This Flowchart Will Save You From PlagiarizingBy Dillon Baker February 16th, 2016
Sometimes plagiarism is obvious. Take this famous French YouTuber, who copied the videos of several American and British YouTubers:
Even if you don’t speak French, the plagiarism here is pretty easy to spot—he copied the script and editing frame by frame. But the plagiarism may not have been so obvious to Mathieu Richard, the YouTuber in question. He defended himself in an interview, saying, “I’ve loved making videos since I was young, but there is something I cannot do, which is write. I had the great idea of watching the Americans and reproducing what they do.”
Though he did admit to stealing the content, his explanation suggests that he fundamentally doesn’t understand the concept of plagiarism. Or, at the very least, he doesn’t understand its seriousness.
Plagiarism cases are usually less black and white. With all the noise surrounding Beyoncé’s Super Bowl performance, you might have missed that she was recently accused of plagiarism. Malcom Gladwell has been too. Famous CNN journalist Fareed Zakaria has been accused of plagiarism multiple times, and was suspended by the channel and Time after he admitted his wrongdoing in 2012. And former BuzzFeed political editor Benny Johnson was fired in 2014 after an internal investigation found 41 instances of plagiarism.
But while a lot of people think of plagiarism as straight copy-and-pasting, it comes in many forms, each with varying levels of consequence. The accusations toward Beyonce, for example, didn’t say claim she literally stole the content, but that the proper permissions were not attained. Gladwell used quotes and reporting without attribution, a more serious accusation, but not career-killing. Zakaria’s case was straight copy-paste plagiarism, though he managed to keep his job. Johnson’s was explicit and damaging—his career as anything resembling a serious journalist is likely over.

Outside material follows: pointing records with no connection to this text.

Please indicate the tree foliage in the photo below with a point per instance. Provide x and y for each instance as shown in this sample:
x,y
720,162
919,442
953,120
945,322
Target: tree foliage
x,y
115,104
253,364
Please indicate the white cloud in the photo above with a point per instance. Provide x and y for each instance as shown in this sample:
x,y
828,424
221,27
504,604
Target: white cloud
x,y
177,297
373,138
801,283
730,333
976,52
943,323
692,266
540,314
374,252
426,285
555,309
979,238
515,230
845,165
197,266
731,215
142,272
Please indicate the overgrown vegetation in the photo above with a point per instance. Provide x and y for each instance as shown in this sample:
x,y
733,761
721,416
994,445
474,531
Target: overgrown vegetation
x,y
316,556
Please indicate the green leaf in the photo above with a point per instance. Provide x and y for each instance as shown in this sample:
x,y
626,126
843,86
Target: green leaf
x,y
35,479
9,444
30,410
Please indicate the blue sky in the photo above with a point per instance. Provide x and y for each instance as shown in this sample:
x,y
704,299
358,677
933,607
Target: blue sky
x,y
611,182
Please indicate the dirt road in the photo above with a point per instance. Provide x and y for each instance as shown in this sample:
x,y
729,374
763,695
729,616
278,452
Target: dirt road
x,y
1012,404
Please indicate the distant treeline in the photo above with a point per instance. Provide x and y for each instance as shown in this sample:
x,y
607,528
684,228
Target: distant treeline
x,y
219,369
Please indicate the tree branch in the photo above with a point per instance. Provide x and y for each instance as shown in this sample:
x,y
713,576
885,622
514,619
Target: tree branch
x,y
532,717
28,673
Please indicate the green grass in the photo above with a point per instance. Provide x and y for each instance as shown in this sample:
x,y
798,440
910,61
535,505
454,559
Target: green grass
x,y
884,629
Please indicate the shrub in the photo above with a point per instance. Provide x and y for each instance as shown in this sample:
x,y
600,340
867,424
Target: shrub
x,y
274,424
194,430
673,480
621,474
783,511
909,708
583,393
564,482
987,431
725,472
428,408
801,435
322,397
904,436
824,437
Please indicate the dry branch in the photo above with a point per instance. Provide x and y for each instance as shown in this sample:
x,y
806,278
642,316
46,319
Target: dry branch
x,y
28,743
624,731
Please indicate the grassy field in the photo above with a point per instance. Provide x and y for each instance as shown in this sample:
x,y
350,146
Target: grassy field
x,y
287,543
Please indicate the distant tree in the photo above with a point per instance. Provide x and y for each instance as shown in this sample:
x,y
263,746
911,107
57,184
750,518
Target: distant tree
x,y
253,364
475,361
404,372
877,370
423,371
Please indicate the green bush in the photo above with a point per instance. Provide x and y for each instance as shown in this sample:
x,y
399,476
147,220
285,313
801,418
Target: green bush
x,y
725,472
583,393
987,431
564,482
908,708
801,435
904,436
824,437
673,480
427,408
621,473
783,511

So how have all these situations ended up with the same label of plagiarism? Likely, it’s because there’s still plenty of confusion surrounding what exactly is—and what isn’t—plagiarism. For freelancers without the support of an editorial team or legal counsel, trying to figure out the difference between what is frowned upon, what is a serious offense, and what is career-ending and illegal can be particularly confusing.
Luckily, Poynter, a publication that covers journalism and the media industry, has put together an infographic to try and solidify these blurred lines. Study it, and take the Society of Professional Journalists’ unambiguous rule to heart: “Never plagiarize.”
Infographic courtesy of Poynter.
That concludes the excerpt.